Benchmark Document Sets
A benchmark set is a group of documents that can be used for separation, classification, and extraction benchmarks. These documents usually are a proportion of the documents used for testing your project and do not include poorly scanned or hard to read documents. A benchmark set cannot be added, but you can convert a test set so that it changed to a benchmark set. A benchmark set differs from a test set because benchmark documents can have class assignments, and because of this class assignment, these documents are suitable for separation, classification, and extraction benchmarks.
For classification benchmarks, your document benchmark set needs the following:
-
Recognition results if you are using content classification
-
An assigned class
For separation benchmarks, your document benchmark set needs the following:
-
Recognition results if you are using content classification
-
An assigned class
-
When in the Hierarchy View, no subfolders can exist under the Root Folder
For extraction benchmarks, your document benchmark set needs the following:
-
Recognition results
-
An assigned class
-
Extraction results
-
Validated extraction results
A processed benchmark set is often referred to as a set of golden files.

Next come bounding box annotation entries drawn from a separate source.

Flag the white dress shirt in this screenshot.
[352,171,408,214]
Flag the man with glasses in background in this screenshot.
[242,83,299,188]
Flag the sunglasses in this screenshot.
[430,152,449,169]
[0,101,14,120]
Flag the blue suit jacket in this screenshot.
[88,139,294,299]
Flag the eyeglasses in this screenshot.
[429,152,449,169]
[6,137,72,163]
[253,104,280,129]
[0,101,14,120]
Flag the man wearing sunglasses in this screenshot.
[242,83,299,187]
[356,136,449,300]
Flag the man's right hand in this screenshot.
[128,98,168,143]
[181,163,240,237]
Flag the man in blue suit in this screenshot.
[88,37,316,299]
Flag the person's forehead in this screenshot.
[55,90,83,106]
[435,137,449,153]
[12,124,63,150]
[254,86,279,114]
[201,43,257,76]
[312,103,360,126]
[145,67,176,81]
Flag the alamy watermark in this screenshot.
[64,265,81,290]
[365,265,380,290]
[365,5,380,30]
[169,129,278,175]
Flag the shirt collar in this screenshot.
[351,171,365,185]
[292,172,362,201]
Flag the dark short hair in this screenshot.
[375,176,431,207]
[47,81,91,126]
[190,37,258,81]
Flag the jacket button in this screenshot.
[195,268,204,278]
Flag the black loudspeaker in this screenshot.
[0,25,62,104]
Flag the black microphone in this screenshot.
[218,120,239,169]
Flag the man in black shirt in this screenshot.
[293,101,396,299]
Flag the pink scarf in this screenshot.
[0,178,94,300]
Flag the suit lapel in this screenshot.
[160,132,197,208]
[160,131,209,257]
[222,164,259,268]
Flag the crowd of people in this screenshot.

The following information is important to know when selecting the golden files that are added to your benchmark set:
-
Separation benchmarks does not support PDF documents, so do not include these in your benchmark set if you are testing separation.
-
Documents with multiple pages need to be combined into a single image file. This simulates separation in production.
-
Any rotated documents should be correctly aligned.
-
Select typical documents rather than obscure examples for your project classes.
-
Select clean documents rather than those with blotches or dark areas that could interfere with recognition results.
-
All documents used need to belong to one of the project classes.